Hong Kong Airlines, Cathay’s only surviving locally based competitor, had until now been seen in more desperate straits than Cathay, but Financial Secretary Paul Chan said Tuesday that the government has “no intention” to rescue that airline, calling its size and network “incomparable” to Cathay’s in terms of preserving Hong Kong’s status as a transport hub. Hong Kong Airlines is controlled by China’s heavily indebted HNA Group.

Cathay said that alongside the bailout, it “intends to implement a further round of executive pay cuts” and to ask staff to take an additional three weeks’ unpaid leave while working toward completing a reevaluation of the “optimum size and shape” of the group by year-end.

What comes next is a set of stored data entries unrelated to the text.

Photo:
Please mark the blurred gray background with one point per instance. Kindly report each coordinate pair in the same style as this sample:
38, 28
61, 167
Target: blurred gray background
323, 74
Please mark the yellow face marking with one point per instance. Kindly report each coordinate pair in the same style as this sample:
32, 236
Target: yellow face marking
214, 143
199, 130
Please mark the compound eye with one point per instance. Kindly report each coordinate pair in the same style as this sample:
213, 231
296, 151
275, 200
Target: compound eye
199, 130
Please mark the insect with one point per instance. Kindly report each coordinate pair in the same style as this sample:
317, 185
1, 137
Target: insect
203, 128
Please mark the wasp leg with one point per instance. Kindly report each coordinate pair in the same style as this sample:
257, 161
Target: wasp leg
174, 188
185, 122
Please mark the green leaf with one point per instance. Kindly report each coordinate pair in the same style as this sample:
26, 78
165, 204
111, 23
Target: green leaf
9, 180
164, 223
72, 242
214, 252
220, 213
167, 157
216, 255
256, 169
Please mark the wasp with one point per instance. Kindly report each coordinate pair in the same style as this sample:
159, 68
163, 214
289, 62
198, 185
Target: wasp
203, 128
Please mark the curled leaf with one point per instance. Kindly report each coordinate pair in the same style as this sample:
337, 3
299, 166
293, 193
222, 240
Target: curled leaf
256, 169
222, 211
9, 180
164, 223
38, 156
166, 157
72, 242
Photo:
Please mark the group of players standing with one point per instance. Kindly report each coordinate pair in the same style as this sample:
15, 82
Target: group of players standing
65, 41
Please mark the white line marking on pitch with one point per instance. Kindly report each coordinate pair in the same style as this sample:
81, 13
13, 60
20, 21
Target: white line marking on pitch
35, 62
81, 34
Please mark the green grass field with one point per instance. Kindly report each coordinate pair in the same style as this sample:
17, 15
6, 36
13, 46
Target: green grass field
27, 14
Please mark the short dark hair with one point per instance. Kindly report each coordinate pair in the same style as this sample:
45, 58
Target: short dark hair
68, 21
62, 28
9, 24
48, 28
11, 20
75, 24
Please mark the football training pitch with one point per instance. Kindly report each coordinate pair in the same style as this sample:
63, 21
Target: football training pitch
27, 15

“Inevitably this will involve rationalization of future planned capacity compared to the pre-crisis plans,” it said.

Healy said: “In terms of commitments to the future, we can’t take anything off the table.”

Jeremy Tam, a legislator who worked as a Cathay pilot until last year, said that while he was concerned the government would lack sufficient leverage to ensure repayment of its aid, he hoped the support would enable the airline to avoid further cuts to staff pay or jobs.

The government is to place two observers on Cathay’s board under the bailout plan. Bernard Chan, a financier and member of Hong Kong Chief Executive Carrie Lam’s Executive Council, is already an independent director of the company.

Paul Chan, the finance secretary, said the government would not “interfere with the operation and management” nor “become a long-term shareholder.”

Kelvin Lau of Daiwa Capital Markets said he was surprised how much support the government is providing, estimating it could enable Cathay to “survive for around three years or (then) some.”

Trading in Cathay, Swire and Air China shares in Hong Kong was halted Tuesday morning and is expected to resume on Wednesday. Cathay shareholders are to vote on the recapitalization plan on July 13.

In a separate statement Tuesday, Swire said it “fully supports the recapitalization plan” and maintained “an unwavering commitment to the group.”